Por outro, o precedente aberto pelo caso do então deputado paranaense Fernando Francischini abriu a possibilidade até então inédita de se aplicar a inelegibilidade em resposta a ataques à lisura do processo eleitoral. Esse precedente pode complicar a vida do ex-mandatário.

Atualmente, Bolsonaro enfrenta ao menos 16 ações de investigação na Justiça Eleitoral que podem deixá-lo inelegível. Integrantes do TSE (Tribunal Superior Eleitoral) querem acelerar a tramitação desses casos para analisá-los até o meio do ano, como publicou recentemente a Folha.

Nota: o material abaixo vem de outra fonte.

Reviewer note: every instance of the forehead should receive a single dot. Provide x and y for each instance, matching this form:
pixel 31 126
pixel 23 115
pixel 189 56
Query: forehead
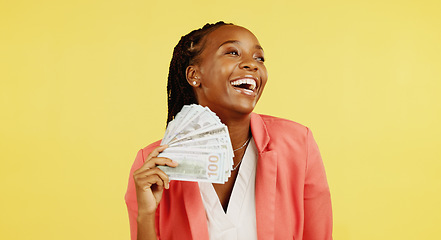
pixel 231 33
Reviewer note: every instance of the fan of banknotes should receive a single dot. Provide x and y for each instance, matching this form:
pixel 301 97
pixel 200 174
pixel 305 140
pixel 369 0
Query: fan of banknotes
pixel 200 143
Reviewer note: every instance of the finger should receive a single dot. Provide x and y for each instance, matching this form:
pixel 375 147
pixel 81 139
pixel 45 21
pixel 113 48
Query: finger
pixel 148 182
pixel 157 161
pixel 153 171
pixel 156 151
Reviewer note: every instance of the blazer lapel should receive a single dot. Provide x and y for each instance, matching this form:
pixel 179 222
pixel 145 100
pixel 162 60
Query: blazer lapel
pixel 266 176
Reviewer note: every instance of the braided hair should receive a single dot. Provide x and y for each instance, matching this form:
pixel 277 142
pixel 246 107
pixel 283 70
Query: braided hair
pixel 186 53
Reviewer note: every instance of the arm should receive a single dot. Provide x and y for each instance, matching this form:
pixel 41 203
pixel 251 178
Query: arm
pixel 317 199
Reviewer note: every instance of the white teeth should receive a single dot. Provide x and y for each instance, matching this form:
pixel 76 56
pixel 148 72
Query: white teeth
pixel 249 81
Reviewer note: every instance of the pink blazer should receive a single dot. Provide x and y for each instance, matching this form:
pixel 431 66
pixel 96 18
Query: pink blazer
pixel 292 194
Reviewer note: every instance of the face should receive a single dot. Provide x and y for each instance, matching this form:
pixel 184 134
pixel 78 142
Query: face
pixel 230 73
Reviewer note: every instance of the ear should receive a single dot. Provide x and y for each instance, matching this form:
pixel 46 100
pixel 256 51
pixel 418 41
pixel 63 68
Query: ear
pixel 192 76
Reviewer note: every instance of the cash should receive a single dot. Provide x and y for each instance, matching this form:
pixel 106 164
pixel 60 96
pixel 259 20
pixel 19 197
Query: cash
pixel 200 143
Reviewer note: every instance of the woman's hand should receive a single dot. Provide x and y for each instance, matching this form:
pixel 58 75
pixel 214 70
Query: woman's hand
pixel 150 182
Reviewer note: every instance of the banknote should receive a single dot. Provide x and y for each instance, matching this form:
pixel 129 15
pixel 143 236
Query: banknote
pixel 200 143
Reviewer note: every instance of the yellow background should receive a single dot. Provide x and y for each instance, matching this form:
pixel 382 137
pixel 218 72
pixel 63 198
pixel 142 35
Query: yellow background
pixel 83 88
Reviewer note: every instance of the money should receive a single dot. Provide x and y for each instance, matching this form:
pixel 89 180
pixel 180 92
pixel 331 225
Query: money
pixel 200 143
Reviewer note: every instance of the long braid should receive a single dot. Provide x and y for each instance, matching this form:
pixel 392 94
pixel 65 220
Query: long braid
pixel 186 52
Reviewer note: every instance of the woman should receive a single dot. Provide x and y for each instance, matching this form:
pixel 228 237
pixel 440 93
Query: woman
pixel 278 187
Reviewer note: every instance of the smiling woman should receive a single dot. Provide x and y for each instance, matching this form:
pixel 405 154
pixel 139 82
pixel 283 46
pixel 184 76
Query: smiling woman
pixel 278 187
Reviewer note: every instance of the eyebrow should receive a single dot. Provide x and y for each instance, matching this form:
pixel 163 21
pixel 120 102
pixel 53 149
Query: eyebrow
pixel 237 42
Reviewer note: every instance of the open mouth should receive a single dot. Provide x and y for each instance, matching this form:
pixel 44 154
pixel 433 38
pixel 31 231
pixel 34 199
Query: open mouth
pixel 247 85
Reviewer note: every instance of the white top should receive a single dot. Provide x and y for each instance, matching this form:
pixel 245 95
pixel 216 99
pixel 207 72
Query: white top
pixel 239 223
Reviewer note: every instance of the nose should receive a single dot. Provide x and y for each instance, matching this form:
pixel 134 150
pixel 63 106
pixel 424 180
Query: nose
pixel 249 64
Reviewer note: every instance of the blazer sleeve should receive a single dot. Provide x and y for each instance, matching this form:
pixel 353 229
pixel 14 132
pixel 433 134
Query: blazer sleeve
pixel 317 198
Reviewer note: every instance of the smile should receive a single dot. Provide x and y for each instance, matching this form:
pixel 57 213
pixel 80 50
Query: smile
pixel 245 85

Relator das ações, o corregedor eleitoral Benedito Gonçalves, também ministro do STJ (Superior Tribunal de Justiça), indicou a aliados querer acelerar o passo dos julgamentos por avaliar que esse tipo de instrumento acaba se arrastando em demasia.

Além disso, segundo pessoas próximas a ministros do TSE, os magistrados pretendem concluir a tarefa antes da aposentadoria do ministro Ricardo Lewandowski, em maio, pois a saída dele resultará na entrada de Kassio Nunes Marques, indicado ao STF (Supremo Tribunal Federal) por Bolsonaro.

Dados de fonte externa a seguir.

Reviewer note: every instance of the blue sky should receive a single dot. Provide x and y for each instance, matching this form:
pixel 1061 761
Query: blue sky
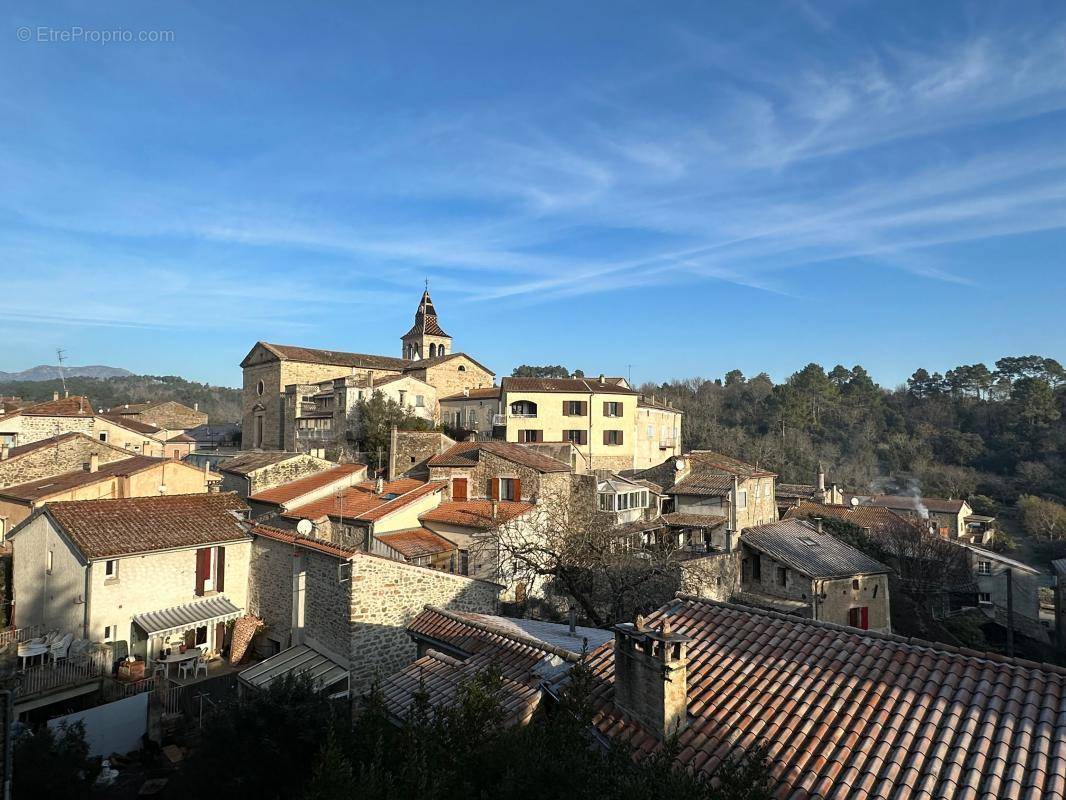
pixel 684 188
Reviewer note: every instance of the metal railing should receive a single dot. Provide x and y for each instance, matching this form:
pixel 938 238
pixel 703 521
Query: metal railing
pixel 64 673
pixel 20 635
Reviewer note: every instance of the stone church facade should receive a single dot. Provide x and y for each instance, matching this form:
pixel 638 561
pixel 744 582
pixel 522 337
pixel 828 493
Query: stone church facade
pixel 270 370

Entenda quais as possibilidades de inelegibilidade previstas na legislação e como isso pode afetar o caso do ex-presidente.

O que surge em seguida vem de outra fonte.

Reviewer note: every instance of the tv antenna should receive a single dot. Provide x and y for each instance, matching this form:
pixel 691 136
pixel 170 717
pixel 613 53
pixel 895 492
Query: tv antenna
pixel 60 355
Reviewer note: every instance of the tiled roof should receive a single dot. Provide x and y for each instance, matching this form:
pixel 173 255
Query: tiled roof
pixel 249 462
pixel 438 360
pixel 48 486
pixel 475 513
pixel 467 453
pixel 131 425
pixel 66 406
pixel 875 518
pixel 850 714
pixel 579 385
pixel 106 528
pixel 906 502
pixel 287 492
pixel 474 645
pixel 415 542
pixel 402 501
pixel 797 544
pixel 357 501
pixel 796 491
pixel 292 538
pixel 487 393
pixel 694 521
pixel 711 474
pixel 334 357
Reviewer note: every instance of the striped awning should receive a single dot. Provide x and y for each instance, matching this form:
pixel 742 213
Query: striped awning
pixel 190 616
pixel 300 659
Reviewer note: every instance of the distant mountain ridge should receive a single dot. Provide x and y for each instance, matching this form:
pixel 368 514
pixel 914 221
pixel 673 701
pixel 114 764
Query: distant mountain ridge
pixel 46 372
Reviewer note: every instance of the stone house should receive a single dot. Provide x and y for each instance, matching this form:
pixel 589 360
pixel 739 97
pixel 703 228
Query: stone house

*Quais são as causas de inelegibilidade previstas na legislação?*

As hipóteses de inelegibilidade estão previstas na lei complementar nº 64, de 1990. A norma prevê 17 situações que inviabilizam a eleição de alguém.

Entre elas, estão condenação pela Justiça Eleitoral, transitada em julgado ou proferida por órgão colegiado, em processo de apuração de abuso do poder econômico ou político; condenação por órgão colegiado por atos de improbidade, desde que cumpridas determinadas condições, como a presença de dolo (intenção); e condenação por órgão colegiado de crimes previstos na Lei da Ficha Limpa, de 2010.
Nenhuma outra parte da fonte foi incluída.